Summary
Senior systems architect and engineer specializing in the design,
build, and operation of large-scale, high-performance GPU clusters for
AI and machine learning workloads. Proven track record of architecting
and troubleshooting large-scale systems for both internal R&D and
major hyperscale customers.
Professional Experience
Principal Engineer/Director, NVIDIA, 2022 -
Present
- Led the architecture for multiple cluster designs based on Grace
Hopper, Grace Blackwell, and Vera Rubin platforms
- Designed next-gen network fabrics based on InfiniBand, RoCE, and
NVLink
- Led technical collaboration with key customers on hyperscale AI
training and inference clusters based on NVIDIA reference
architectures
- Developed a systematic approach to the design of new architectures
to speed iteration and time to deployment
- Developed automation and performed at-scale troubleshooting for Eos,
a 4,000+ GPU DGX H100 SuperPOD
Senior Solutions Architect, NVIDIA, 2019 - 2022
- Customer-facing systems architect for design of supercomputing
systems
- Automation and deployment for Selene, a 4,000+ GPU DGX A100
SuperPOD
- Systems software lead for several early SuperPOD deployments,
including developing the automation system for these clusters
- Technical lead for multiple RFP responses for supercomputing
projects at Department of Energy sites
Senior Production Engineer, Facebook, 2017 -
2019
- Production Engineering lead for metadata services of Tectonic,
Facebook’s exabyte-scale distributed filesystem
- Migrated Tectonic control plane services to shared container
management platform, freeing >60% of high-cost instances and reducing
on-call burden
- Developed and deployed automated capacity planning tools based on
actual and projected traffic requirements
- Characterized the performance of Tectonic storage service on a
next-generation storage server (“Bryce Canyon”)
- Onboarded and mentored several new team members, from interns to
senior engineers
HPC Cluster Administrator, Los Alamos National
Laboratory, 2014 - 2017
- Production team lead for deployment of Trinity, a 20,000-node Cray
XC40 supercomputer
- Developed system automation for configuration and production
operations of LANL capability systems, including leading a migration
from Cfengine to Ansible
HPC/Cloud Systems Engineer, NVIDIA, 2012 - 2014
- Supported an early internal HPC development platform for the
Solution Architect team, including ongoing hardware and software
refresh
- Developed internal and cloud-hosted training platform for customer
tutorials, including at conferences such as Supercomputiong and GTC
Systems Engineer, R Systems NA, 2010 - 2012
- Developed custom cluster designs to support particular customer
workloads, including climate simulations, financial modeling, and
Formula-One racing
Education
M.S., University of Illinois at Urbana-Champaign,
Materials Science and Engineering.
Thesis title: Fabrication,
dynamics, and self-assembly of anisotropic colloidal particles.

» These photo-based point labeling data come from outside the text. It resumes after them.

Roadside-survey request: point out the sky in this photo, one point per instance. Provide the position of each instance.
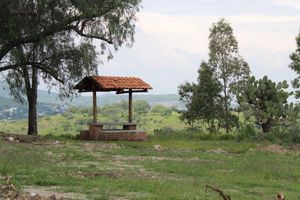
(171, 39)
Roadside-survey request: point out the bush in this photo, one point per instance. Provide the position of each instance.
(248, 131)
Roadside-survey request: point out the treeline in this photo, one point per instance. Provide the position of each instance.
(225, 79)
(118, 112)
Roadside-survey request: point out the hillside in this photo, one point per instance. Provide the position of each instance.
(49, 102)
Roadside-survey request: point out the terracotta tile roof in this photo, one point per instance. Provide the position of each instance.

B.S., Michigan Technological University,
Physics.
Minors in Mathematics and Electronic Materials.
Skills and Technologies
- HPC/ML infrastructure:
- Compute: NVIDIA DGX SuperPOD, HGX, and GB200/GB300
- Networking: InfiniBand (NDR, XDR), RoCE (NVIDIA Spectrum-X),
NVLink
- Storage: Lustre, Ceph, HDFS, S3-compatible, Tectonic
- Workload Mgmt: Kubernetes, Slurm, PBS/Torque/Moab
- Programming & Automation:
- Languages: Python, Go, (Production); Rust, OCaml (Hobby)
- Automation: Ansible, Terraform, Cfengine, AWS, Azure